It was then refactored into the PileupBuilder and swapped from a negative filter (exclude) to a positive filter (include):

The filter still behaves correctly:

Action Behavior
True Do not apply the filter.
False Remove FR pairs where the position in that pair is outside the insert coordinates. Otherwise keep the record (single-end, RF pair, tandem pair).

Because of this semantic change, the includeMapPositionsOutsideFrInsert filter behaves correctly but its meaning might be unclear. Why would someone want to include map positions outside the FR pair? I now think the filter should behave exactly as it is now but be called:

And its default set to true.

clintval commented 4 months ago

What do you think of renaming includeMapPositionsOutsideFrInsert to includeMapPositionsInsideFrInsert and swapping the default boolean from false to true? It would be a breaking Scala API change, but gratefully the name change would require a developer who is using it to reconsider the filter when updating their use of the API.

clintval commented 4 months ago

@jrm5100 I don't think we want to exclude records in a pair where a mate maps to a different reference sequence. Although these pairs would not be proper, they should still count towards coverage when requesting a pile up of reads overlapping either of the reads in the pair.

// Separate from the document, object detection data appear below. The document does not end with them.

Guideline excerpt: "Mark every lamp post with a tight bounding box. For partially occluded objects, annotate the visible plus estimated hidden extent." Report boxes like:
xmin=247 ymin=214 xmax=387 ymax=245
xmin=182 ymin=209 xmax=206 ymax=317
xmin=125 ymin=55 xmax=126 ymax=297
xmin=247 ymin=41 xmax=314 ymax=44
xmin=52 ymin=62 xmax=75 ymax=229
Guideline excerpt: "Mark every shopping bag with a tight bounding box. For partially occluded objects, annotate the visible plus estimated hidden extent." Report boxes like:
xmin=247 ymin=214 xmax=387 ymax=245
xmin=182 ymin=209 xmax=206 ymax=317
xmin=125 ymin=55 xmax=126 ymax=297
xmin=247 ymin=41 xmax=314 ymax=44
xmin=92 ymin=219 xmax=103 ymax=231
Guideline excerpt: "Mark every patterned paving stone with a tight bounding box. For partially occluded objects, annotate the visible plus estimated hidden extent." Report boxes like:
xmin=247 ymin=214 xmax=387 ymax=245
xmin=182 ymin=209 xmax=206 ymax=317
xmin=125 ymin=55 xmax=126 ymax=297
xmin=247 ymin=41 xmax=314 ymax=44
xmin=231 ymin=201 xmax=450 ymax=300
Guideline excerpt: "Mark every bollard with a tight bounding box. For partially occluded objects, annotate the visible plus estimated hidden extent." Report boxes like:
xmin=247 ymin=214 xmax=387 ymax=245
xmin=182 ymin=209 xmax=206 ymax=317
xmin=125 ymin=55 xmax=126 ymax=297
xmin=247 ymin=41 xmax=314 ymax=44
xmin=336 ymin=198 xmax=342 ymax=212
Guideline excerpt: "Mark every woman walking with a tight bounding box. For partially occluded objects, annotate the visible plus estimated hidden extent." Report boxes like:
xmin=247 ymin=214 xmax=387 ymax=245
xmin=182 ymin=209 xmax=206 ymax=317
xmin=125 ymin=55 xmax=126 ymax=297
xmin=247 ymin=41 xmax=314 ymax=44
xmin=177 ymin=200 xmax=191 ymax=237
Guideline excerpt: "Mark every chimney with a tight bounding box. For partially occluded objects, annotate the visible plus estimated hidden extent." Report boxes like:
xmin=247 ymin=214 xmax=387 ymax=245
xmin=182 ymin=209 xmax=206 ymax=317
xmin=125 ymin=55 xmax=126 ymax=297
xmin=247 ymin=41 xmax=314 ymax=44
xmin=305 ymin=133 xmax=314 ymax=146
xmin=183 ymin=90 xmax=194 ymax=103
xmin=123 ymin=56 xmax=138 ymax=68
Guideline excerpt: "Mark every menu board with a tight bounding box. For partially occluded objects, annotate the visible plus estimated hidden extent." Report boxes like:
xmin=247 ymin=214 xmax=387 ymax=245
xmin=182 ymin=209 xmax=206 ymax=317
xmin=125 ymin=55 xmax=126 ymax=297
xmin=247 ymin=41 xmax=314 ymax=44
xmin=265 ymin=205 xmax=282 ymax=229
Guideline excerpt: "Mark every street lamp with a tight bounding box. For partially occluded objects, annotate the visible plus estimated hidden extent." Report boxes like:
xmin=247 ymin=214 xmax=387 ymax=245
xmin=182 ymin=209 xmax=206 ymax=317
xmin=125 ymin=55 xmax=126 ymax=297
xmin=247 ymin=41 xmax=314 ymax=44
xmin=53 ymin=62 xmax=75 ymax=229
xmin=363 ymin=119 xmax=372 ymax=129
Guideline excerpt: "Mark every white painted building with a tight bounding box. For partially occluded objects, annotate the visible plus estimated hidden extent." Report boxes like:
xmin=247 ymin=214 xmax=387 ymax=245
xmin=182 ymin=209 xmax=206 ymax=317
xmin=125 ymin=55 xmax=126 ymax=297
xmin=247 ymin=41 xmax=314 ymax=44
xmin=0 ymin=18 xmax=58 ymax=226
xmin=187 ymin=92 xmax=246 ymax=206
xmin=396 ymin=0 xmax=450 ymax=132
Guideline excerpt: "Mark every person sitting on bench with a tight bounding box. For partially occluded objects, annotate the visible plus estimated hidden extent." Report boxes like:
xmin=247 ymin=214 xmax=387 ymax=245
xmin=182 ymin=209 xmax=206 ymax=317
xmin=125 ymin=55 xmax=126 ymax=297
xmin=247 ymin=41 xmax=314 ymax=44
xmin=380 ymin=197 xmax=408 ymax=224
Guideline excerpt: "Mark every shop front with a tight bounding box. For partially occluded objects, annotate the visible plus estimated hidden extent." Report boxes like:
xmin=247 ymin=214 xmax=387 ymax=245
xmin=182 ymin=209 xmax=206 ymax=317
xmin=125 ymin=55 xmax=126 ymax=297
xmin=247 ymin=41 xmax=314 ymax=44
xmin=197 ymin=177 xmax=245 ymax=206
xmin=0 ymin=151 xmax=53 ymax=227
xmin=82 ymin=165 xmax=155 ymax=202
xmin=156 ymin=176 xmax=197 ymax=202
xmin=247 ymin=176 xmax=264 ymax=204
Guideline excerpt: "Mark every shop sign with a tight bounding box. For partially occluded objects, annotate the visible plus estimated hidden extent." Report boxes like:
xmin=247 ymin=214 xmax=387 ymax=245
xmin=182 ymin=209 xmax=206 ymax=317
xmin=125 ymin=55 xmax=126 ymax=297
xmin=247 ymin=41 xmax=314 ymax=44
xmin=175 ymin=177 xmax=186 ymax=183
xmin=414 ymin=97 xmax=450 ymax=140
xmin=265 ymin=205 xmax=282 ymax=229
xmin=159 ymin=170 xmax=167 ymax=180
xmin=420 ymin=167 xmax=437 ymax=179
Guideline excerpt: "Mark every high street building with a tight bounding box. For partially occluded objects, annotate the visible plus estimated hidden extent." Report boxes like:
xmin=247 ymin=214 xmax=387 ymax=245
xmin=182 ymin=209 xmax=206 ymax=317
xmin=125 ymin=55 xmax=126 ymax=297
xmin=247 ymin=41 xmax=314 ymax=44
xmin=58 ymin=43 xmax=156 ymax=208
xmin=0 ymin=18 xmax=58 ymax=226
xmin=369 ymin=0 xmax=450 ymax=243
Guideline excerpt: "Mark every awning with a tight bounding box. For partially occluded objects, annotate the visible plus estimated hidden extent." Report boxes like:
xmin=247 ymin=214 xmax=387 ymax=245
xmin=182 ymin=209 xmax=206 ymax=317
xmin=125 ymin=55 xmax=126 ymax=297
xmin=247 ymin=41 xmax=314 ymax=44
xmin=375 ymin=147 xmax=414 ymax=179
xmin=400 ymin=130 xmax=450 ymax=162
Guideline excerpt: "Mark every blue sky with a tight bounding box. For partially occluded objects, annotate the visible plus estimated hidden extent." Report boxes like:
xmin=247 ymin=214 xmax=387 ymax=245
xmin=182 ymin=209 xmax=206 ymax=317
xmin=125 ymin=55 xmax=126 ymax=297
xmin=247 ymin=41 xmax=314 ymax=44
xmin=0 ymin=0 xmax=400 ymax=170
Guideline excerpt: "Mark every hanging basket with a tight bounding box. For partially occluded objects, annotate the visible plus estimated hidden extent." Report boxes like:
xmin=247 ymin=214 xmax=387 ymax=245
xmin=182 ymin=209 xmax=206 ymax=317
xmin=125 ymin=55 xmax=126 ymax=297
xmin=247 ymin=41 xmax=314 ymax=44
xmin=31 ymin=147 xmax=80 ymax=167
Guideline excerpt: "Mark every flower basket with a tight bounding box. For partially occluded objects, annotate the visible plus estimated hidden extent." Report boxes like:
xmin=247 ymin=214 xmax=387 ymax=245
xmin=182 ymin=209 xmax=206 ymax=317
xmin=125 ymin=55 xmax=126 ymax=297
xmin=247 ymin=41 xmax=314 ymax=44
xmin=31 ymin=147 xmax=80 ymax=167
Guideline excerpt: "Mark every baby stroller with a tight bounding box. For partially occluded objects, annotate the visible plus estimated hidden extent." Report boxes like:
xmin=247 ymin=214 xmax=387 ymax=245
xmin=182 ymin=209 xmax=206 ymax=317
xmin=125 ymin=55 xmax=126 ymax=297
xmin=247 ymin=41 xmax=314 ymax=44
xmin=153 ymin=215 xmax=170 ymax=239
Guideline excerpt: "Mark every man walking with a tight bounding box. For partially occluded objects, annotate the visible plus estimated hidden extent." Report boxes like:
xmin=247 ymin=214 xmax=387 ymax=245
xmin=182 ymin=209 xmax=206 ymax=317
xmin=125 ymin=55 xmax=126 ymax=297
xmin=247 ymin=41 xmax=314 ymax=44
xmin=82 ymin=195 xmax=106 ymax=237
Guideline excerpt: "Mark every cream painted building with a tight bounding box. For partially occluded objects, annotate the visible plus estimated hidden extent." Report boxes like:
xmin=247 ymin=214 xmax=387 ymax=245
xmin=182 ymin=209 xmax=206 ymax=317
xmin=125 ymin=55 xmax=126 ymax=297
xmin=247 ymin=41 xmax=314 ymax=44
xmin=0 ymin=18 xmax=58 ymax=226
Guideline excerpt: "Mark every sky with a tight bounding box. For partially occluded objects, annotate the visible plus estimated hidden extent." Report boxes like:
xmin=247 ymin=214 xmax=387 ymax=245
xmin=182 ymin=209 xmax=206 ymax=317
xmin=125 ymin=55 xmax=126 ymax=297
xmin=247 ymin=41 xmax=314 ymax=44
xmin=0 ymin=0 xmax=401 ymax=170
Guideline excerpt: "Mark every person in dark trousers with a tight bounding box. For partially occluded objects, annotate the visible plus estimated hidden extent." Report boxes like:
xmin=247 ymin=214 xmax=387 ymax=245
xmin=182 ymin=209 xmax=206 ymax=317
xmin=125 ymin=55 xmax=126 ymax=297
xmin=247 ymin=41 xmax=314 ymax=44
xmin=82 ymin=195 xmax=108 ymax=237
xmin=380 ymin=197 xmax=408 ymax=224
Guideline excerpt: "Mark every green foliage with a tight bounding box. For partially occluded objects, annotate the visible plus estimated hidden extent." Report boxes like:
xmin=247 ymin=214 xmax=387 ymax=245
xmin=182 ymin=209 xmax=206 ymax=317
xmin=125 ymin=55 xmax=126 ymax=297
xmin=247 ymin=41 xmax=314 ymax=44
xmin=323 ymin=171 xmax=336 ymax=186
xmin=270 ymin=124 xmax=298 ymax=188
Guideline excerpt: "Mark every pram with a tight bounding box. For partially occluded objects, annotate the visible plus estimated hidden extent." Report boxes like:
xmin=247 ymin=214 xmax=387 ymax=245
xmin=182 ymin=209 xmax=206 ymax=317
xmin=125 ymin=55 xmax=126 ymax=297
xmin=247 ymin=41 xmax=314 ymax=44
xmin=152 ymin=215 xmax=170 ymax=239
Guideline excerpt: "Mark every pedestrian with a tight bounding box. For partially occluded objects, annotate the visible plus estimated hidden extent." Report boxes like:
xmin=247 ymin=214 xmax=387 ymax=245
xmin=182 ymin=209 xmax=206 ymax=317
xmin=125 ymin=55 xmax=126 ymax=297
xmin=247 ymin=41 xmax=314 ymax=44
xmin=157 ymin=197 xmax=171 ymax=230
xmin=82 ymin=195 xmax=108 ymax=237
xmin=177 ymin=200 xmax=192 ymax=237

But if you do not want to include pairs with reads mapped to different reference sequences, you can add a custom filter like:

PileupBuilder(source).withReadFilter(rec => rec.refName == rec.mateRefName)
jrm5100 commented 4 months ago

I think the main sticking point here is the intention of the filter.

Anything not isFRPair includes:

Reads that are isFrPair may look like this:

        ─────────────────────────►     

   ◄────────────────────────           

        │                  │           
        │   Insert Size    │           
        │                  │                            

and being OutsideFrInsert would mean in the 3' tails that likely aren't real.

So is the filter meant to:

The distinction is where isFrPair is used.

It seems like the second is the intended usage. In that case I think the current filter name and functionality is fine, but the internal function just needs to be renamed and used slightly differently:

if (compare) compare = if (!includeMapPositionsOutsideFrInsert && rec.isFrPair) {
          PileupBuilder.positionIsInsideFrInsert(rec, refIndex = refIndex, pos = pos)
        } else { compare }

In this case the && rec.isFrPair is actually necessary, since positionIsInsideFrInsert is False if the record isn't in a FR pair, and I think that was my main source of confusion for the intention of the filter.


@jrm5100 I don't think we want to exclude records in a pair where a mate maps to a different reference sequence. Although these pairs would not be proper, they should still count towards coverage when requesting a pile up of reads overlapping either of the reads in the pair.

But if you do not want to include pairs with reads mapped to different reference sequences, you can add a custom filter like:

PileupBuilder(source).withReadFilter(rec => rec.refName == rec.mateRefName)

Yeah, after reading through the code more I realized that and settled on

PileupBuilder(source).withReadFilter(rec => rec.isFrPair)

Which is slightly more strict, but works for my purposes.

clintval commented 4 months ago

Yes, this was the original intent of the filter:

Keep those not isFrPair but when they are isFrPair, make sure they aren't outside the insert region

So I need to revert the change I just made and update the documentation to be more clear. The original rec.isFrPair wasn't redundant! I've just gotten myself confused along the way.